Prediction by Partial Matching

Prediction by Partial Matching(PPM)は1984年に J.G.Clearyと I.H.Wittenによって考案された データ圧縮アルゴリズムの1つ。 この改良版が 7-zip等に用いられている。非常に高い圧縮率の反面、圧縮速度はかなり遅くメモリも多く消費するアルゴリズムである。

この亜種として PPMCPPMdPPMZ等がある。

符号化の原理

aabacaabbaとデータを符号化したとして、次にどの記号が出現するかを 統計的に 予測する。 この場合、統計的にaの次にはaが出現する可能性が高い。逆にcが出現する可能性は低いであろう。このように出現 確率に偏りがあると ハフマン符号算術符号で圧縮することが出来る。 しかし、上記の場合に次に出現する符号をaを50%、bを40%、cを10%と予測したとすると、他の記号は絶対に現れないということになり、新たな記号(dとする)が出現したときに対応できなくなってしまう。これをゼロ頻度問題という。

そこで、PPMでは「今までに出現していない文字」として「エスケープ(escape)」という記号を加える。 上記の例であれば、aを45%、bを35%、cを5%などとして、エスケープには残りの15%を割り当てておく。これならば先ほどのように新しい記号dが出現したとしても、まずエスケープ記号を出力し、その後dを出力すればよい。更にこのとき、dを既知の記号として統計情報に加える。 このように、まだ現れていない記号に他の記号の確率を配分し、ゼロ頻度問題を回避することをスムージングという。 エスケープはスムージングの1つである。

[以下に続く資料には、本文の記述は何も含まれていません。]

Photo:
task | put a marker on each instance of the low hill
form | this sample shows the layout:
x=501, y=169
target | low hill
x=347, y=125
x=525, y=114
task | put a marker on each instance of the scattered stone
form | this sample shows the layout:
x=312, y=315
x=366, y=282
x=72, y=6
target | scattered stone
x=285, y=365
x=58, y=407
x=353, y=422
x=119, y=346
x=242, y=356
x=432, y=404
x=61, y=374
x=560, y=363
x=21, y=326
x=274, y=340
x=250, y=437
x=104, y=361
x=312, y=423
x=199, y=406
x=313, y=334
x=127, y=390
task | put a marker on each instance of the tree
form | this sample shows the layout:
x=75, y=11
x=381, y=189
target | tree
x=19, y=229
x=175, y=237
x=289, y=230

また、エスケープには次のような役割もある。 先ほどの文字列の統計情報を利用するとき、aの次にはaが出現しやすいが、baの次にはcが出現しやすい。このように、予測に用いる 文脈の長さ(次数またはorderという)によって予想の結果は異なってしまう。次数は高いほうが正確な予想が出来ると思われるが、高い次数の文脈は統計情報が不足している場合が多い。 この解決策として、まず一番高い次数から予想をし、エスケープであれば1つ低い次数で予想しなおすという案があり、これによって適切な次数による予想が可能となる。